The summer of 2023 brought together the premiere of two films that became the phenomenon of the year: Barbie of Greta Gerwig and Oppenheimer by Christopher Nolan. Movie buffs around the world dubbed the same day premiere of both films as the Barbenheimer. Far from causing division among the audience, the Barbenheimer urged the public to go to the theaters that weekend of July 21 to see both feature films, both the one starring Margot Robbiesuch as Cillian Murphy.

Barbie, produced by Robbie's LuckyChap Entertainment, focuses on the story of the world's best-known doll, who goes through a crisis that leads her to question her existence in the world, giving way to an inspiring and thought-provoking story. For its part, Oppenheimer is a period piece about the World War II scientist considered one of the fathers of the atomic bomb. Theoretical physicist, J. Robert Oppenheimer, led the research and development of the bomb that ended World War II.

On paper, both films couldn't be more different. Having in common that their directors made original films that invited people to become part of them. And the audience responded. From the memes, the TikToks, the double features, the clothing alluding to the occasion that the public dressed to attend the cinemas. After uncertain times due to the impact that COVID had on cinema, the Barbenheimer was exciting.

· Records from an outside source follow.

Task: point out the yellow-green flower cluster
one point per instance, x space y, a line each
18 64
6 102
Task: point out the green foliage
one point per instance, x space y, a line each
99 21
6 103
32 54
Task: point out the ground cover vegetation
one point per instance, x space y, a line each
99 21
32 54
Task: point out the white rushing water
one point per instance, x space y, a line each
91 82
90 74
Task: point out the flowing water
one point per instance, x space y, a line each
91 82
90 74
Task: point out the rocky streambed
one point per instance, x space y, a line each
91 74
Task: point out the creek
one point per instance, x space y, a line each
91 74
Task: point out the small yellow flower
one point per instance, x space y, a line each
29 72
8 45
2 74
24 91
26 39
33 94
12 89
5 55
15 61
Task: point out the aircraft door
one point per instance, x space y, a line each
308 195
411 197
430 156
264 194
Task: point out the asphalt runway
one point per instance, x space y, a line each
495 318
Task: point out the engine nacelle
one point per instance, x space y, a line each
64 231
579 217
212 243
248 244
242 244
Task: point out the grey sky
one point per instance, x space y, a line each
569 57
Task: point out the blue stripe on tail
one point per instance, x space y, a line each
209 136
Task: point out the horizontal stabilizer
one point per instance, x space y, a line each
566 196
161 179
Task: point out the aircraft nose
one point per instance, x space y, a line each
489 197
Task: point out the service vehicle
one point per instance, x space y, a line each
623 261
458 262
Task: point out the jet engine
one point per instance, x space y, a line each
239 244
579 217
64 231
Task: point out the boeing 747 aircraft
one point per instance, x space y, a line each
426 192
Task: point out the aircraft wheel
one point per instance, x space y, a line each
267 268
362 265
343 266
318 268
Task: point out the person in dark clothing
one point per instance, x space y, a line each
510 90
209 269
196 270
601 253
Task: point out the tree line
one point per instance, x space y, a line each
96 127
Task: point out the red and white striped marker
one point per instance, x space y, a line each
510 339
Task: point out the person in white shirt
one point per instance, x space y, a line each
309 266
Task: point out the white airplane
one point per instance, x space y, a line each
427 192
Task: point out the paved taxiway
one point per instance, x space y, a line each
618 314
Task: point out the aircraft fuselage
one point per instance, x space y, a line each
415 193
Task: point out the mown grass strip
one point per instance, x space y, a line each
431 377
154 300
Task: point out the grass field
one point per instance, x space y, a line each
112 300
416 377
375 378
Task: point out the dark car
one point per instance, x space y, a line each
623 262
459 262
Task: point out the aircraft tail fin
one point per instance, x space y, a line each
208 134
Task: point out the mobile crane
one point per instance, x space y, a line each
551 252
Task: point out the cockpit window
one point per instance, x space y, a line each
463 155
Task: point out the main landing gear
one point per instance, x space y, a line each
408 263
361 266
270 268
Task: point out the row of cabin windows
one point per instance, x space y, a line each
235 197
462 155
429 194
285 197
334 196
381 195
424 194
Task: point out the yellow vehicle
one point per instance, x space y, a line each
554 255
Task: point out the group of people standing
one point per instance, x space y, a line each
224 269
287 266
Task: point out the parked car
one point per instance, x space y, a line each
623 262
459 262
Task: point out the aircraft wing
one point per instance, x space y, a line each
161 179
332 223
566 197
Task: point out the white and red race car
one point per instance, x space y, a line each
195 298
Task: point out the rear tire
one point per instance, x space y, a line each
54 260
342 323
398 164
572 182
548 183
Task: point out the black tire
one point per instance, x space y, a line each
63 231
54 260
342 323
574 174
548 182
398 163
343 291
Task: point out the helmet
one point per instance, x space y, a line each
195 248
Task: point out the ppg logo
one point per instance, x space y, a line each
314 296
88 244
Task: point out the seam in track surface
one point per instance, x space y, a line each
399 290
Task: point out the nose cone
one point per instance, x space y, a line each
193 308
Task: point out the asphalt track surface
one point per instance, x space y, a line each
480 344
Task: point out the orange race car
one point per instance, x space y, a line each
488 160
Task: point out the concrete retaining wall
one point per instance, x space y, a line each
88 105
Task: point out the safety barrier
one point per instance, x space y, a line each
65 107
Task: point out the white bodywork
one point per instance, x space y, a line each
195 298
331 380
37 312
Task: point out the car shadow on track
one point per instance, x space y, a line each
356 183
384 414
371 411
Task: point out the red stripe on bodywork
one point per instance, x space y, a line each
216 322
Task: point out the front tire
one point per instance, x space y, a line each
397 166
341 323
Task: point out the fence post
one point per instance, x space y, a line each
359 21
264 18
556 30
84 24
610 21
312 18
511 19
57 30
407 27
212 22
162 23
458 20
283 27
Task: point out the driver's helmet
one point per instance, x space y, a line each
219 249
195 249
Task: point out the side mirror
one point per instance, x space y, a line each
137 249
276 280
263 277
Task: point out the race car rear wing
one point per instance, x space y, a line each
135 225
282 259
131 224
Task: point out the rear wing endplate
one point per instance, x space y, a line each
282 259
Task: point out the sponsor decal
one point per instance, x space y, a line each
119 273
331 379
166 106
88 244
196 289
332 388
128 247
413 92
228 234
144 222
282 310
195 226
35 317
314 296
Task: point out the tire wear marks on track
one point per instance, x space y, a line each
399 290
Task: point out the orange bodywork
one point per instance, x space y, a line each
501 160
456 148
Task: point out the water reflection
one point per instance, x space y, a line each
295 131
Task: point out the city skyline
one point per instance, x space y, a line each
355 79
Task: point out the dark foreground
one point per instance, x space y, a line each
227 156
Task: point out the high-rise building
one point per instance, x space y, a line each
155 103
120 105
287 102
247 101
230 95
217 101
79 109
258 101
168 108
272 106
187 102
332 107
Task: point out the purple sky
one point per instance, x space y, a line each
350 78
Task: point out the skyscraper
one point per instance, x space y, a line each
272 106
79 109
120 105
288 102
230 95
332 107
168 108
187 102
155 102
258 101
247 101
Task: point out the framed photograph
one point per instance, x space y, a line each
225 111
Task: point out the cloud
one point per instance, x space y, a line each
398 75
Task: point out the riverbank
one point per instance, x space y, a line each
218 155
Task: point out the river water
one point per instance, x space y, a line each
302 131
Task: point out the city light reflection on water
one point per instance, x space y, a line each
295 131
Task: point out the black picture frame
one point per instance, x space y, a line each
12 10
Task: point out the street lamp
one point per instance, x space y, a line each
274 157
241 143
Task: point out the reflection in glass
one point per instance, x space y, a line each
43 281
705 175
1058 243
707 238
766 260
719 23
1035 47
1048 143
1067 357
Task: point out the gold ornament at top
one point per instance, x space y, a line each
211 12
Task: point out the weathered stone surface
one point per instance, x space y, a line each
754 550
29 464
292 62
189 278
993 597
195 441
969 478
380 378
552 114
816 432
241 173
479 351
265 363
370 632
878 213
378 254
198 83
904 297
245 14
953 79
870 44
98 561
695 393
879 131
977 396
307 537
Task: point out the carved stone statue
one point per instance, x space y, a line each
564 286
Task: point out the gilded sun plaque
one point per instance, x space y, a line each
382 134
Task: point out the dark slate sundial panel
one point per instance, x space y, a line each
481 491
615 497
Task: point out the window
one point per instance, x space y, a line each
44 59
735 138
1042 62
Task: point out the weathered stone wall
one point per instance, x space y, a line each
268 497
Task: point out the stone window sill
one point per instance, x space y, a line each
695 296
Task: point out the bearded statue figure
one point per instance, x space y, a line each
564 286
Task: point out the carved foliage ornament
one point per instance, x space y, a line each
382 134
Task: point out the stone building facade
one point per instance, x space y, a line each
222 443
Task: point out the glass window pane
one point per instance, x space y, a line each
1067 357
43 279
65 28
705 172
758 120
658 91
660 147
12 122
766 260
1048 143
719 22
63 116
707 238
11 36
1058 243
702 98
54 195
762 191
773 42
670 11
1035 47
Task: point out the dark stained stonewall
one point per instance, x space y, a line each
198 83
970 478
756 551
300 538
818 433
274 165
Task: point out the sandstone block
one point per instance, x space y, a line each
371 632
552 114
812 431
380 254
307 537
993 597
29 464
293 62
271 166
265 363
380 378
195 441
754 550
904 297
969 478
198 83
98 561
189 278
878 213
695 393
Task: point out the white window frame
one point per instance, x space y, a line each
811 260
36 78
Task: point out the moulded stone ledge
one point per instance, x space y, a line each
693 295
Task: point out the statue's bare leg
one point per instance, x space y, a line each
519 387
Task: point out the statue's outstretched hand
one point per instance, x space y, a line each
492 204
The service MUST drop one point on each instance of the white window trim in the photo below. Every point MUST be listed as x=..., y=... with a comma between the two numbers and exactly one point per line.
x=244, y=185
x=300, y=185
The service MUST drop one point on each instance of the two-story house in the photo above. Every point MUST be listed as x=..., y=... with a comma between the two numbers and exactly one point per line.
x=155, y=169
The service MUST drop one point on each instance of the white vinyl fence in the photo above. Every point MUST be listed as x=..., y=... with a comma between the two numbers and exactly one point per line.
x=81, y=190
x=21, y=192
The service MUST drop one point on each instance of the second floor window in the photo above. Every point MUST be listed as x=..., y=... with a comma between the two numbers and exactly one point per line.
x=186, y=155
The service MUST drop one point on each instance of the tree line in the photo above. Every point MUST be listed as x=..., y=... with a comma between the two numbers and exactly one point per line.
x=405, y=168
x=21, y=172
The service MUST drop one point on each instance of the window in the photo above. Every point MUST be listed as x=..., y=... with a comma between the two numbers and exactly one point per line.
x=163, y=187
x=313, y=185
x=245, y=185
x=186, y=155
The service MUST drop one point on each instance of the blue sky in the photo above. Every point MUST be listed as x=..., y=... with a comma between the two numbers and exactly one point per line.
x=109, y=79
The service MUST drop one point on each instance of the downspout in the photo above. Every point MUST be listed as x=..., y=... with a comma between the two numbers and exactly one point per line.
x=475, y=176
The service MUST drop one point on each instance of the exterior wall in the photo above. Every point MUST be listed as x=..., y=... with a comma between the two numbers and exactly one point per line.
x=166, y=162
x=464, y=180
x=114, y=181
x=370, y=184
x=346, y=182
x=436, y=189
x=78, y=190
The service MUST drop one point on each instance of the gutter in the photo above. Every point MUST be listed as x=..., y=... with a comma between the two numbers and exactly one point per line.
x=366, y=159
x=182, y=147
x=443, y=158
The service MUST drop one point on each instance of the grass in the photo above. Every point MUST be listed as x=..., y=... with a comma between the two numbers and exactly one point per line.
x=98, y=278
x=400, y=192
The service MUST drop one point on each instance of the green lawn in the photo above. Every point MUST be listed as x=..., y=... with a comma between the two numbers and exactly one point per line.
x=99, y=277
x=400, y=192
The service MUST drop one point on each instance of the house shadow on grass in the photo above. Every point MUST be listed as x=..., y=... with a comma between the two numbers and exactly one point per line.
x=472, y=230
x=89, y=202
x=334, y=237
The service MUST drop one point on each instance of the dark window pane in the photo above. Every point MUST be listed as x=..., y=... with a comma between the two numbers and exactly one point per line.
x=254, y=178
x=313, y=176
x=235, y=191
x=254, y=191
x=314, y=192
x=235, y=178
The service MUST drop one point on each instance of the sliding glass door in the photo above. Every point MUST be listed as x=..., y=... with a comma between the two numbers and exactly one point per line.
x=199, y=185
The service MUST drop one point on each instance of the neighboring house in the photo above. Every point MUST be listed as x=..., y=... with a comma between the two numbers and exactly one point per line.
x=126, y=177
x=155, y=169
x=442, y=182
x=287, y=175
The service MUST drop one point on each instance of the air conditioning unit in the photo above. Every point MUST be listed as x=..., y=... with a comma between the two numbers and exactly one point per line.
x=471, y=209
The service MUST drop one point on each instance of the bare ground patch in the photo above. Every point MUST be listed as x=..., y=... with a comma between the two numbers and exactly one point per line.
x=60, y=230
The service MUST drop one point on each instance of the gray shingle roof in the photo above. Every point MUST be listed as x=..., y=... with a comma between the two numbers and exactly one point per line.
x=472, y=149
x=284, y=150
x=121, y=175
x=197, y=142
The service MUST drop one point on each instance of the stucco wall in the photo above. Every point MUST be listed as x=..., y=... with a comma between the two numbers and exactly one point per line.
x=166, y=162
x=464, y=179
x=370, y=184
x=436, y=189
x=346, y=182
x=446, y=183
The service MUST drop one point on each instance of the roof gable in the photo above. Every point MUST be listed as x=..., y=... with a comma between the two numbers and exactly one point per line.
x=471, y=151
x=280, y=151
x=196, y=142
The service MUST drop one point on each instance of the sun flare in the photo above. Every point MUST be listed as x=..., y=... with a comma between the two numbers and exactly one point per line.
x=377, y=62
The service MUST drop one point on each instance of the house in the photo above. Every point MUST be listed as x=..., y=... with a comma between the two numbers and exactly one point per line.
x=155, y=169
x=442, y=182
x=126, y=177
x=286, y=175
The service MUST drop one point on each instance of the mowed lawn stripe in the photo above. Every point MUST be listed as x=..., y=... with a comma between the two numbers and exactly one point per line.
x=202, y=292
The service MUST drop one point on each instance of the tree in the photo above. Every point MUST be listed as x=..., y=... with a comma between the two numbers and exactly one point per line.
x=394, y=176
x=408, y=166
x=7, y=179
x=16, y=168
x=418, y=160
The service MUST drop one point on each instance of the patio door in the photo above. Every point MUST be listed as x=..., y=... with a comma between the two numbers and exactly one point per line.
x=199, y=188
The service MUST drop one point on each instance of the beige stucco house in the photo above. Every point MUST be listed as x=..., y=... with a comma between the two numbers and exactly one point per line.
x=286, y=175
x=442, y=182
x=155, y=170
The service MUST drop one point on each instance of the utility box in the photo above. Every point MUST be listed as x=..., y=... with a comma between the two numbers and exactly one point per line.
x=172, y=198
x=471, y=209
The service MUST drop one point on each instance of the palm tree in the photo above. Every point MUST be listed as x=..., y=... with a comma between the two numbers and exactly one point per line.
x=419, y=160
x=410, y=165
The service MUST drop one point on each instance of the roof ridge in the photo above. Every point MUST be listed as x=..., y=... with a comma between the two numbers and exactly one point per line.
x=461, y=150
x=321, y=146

Barbie It became the highest-grossing film of 2023 – both in the United States and in the global box office – as well as the highest-grossing film for Warner Bros. (with $1,441 million), and Oppenheimer set a record as the highest-grossing biopic of all time (with $950 million global).

Now, a few months after the end of the theatrical run of both films, the protagonists of each of them, Margot Robbie y Cillian Murphythey bring the Barbenheimer into reality by sitting down for a one-on-one interview, organized by Actors On Actors de Variety.

In the interview, published today, Robbie and Murphy address several topics, including the Barbenheimer.

“I think it happened because both movies were good,” Murphy told Robbie of the audience response. “In fact, there was a great diversity of things in film that summer, and I think they connected in a way that you or I or the studios or anyone could ever have predicted.”

Robbie told Murphy that he had received a call from one of Oppenheimer's producers, Charles Roven – with whom Robbie worked on The Suicide Squad – asking him to change Barbie's release date to avoid being released on the same day as Nolan's latest:

“One of your producers, Chuck Roven, called me because we worked together on other projects,” Robbie said. “And he said, 'I think you should change your date.' And I said, 'We're not changing our date.' If you are afraid to face us, then you change your date.” And he says, “We're not going to change our date.” I just think it would be better for you to change it.' And I said: 'We're not going to change!'”

Robbie told Murphy that he always thought that Oppenheimer y Barbie They were “really a great couple” to be released on the same day, so he never wanted to modify the release:

“It's perfect double billing… Clearly the world agreed. Thank God,” Robbie added. “The fact that people were like, 'Oh, watch 'Oppenheimer' first, then 'Barbie.'” I was like, 'See? “People like everything.” People are weird… I think they were also very enthusiastic about the filmmakers. People were eager for Chris Nolan's next movie and Greta Gerwig's next movie. Getting them at the same time was exciting.”